Saving the world, one (blank) at a time.
Are you really? What is your metric for doing so? How are you different from companies x, y, and z that are also saving the world, one (blank) at a time? Lastly, what good does it do for me, your intended customer?
You weren't thinking of that when you first wrote that tagline, were you? Probably because it's bullshit and it's not really why you're in business. Don't get me wrong, I'm not saying you don't care about whatever cause you want to help, but if this phrase has crossed your lips in trying to build your brand, it means you are not diving deep enough.
You are choosing to piggyback off a phrase that has no intrinsic meaning other than being a cliché that won't offend anyone.

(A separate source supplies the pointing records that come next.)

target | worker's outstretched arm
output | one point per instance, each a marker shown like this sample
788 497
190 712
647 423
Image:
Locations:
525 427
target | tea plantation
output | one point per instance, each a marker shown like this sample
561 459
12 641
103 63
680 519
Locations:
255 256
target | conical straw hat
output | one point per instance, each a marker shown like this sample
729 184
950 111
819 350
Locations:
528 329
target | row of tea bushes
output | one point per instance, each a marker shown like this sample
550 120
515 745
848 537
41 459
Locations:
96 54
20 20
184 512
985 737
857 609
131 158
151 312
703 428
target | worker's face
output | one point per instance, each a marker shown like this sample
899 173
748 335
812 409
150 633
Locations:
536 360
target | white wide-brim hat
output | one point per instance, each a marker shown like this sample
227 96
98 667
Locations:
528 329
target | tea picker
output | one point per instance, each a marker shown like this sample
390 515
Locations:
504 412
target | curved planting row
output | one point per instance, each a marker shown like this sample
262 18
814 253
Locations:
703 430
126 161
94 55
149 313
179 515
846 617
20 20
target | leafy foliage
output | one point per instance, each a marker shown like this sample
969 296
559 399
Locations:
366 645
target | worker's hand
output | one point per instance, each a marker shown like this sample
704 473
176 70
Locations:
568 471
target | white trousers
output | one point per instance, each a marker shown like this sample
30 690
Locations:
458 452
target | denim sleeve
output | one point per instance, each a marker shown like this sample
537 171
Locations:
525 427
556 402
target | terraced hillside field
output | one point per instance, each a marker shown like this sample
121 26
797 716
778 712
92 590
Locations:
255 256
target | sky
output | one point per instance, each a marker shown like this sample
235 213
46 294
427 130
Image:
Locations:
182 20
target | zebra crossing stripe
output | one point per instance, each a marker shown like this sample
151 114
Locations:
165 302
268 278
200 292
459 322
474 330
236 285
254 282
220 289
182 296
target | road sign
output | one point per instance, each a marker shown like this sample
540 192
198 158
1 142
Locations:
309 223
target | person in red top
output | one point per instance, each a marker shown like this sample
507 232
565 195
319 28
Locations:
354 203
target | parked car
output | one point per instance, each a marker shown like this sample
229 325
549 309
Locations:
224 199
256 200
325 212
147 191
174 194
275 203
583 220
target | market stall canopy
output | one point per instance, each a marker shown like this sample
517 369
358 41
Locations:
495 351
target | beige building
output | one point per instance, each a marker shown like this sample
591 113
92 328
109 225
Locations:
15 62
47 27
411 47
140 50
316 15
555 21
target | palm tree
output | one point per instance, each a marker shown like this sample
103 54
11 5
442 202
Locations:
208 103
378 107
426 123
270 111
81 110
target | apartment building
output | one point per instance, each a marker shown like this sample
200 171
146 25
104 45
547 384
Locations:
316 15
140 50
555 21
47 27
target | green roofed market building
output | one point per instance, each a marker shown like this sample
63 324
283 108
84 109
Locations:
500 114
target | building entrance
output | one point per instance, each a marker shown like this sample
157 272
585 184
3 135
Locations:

You can do better. You and your brand are worth more than a worn out phrase void of passion.
How would you fix it? Take a look at some of the best taglines ever written:
Just Do It.
What do they have in common? They're simple, they break from convention, and they encourage the user to be something more. To be more creative, to be a champion, to feel secure, to be happier. These taglines don't impose the idea that a user needs your company, they inform the user that this company has a shared aspiration whether they use their product or not.
They're not salesy, they're not imposing, and they are not trying to make it about themselves. These taglines are calls that signal the user to a new adventure.
You want people to be inspired by your tagline? Don't settle for cliché bullshit. Dig deep and think about how you can encourage a user to be something they never thought they could have been. Most importantly, do it in a way that brings your unique flavor to it.